Parallelization over time
This discussion of 'next' operation in VisIt's VCR controls is related to VisIt's notion of 'time' but is not essential to a discussion regarding parallelization of VisIt through time. So, the reader may want to skip to the next paragraph. VisIt's notion of the `next' in a sequence is pretty much tied to a time series right now. It could be generalized to support unstructured AMR, iterating over refinements instead of time -- which might feed into doing time in parallel or a completely arbitrary state-space. Looking at this from the notion of the `next' operation, I can envision representing the state-space as a graph. For time, it is a simple graph where each node represents a time state and each edge represents a state transition from one timestep to the next. However, it could be easily generalized to a general graph. At a particular node in the graph, `next' may have multiple options and you could pick which. `Back' would just keep a record of the path you have taken through the graph. You could envision a `default' path that visits every node in the graph once and that would be the default order in which you visited the nodes. It would be a single traversal of the whole state-space graph. In a simple 2D state-space, the graph would be very regular, like a quadmesh. But, the graph also permits bifurcation. It would also be nice to `render' the state space, perhaps even with labels on it so a user could see the whole space and see where they are `at' in it as well as directly go to specific states in addition to step along a path in it. Different classes of edges would represent different state transitions and the `next' operation could have an `active' edge class to follow.

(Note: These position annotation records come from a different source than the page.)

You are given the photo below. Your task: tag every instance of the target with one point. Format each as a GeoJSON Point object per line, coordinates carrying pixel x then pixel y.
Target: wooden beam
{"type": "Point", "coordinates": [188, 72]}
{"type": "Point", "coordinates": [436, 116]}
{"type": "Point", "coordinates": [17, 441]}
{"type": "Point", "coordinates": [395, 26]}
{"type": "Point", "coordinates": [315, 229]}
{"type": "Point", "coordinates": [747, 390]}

If you wanted to allocate processors to time and domains -- 2 of the
dimensions used in VisIt's plugin interfaces, that would be pretty
easy. Currently, when you specify the number of processors,
domains get assigned to processors using one of a few rules. If we
wanted to do things in time, also, we'd need a rule to assign time
steps to processors too. Suppose we had 23 domains and 101
timesteps and we ran on 17 processors? We have 23*101 = 2323
domain-time chunks. Could we just assign these domain-time
chunks to processors in the same way we assign domain chunks
now? If we did, we'd have to be really careful about pipelines
requiring collective operations. Maybe streaming would help here.
More than likely, we'd have to pick how many processors we want
any given timestep loaded onto. Say 5, then we could have 3
timesteps in memory for a total of 15 processors and two would be
sitting idle, at least in this example. So, when we allocate processors,
we'd really need to choose a multiple of number we'd want to
use for a single timestep. Now, if the operation(s) being performed
are such that VisIt can a priori determine that it needs only some subset
of the domains to operate on that timestep, then why not process
that timestep on a smaller number of processors? Suppose we're
doing an iso-contour calculation and we've got domain extents for
the domains for each timestep. We could `look ahead' and determine
how many domains we'll need for each timestep. Then, on
each timestep, we'd create an mpi-communicator for a smaller number
of processors, tell that group to process that timestep and move
on to the next timestep. How does the UI process communicate
results back to the viewer? The UI process would probably have to
become `special' in that it isn't really assigned to any processor
group and just sits and waits for RPCs from the viewer which it
turns around and sets to the right processor group as well as
waiting from RPC responses from processor groups that it turns
around and ships to the viewer.
Since there is only one socket connection from engine to viewer, establishing
more would be difficult. So, I think we need to turn the single (rank 0)
UI process into a servlet which receives data from the engine processor groups
and ships data to the viewer. It also recieves RPCs from the viewer
and ships them to engine process groups. You would want to allocate NxM+1 procs -- the '+1' for the UI process -- as in
'visit -np 5x20+1 ...'. Here are some of the steps in the initialization...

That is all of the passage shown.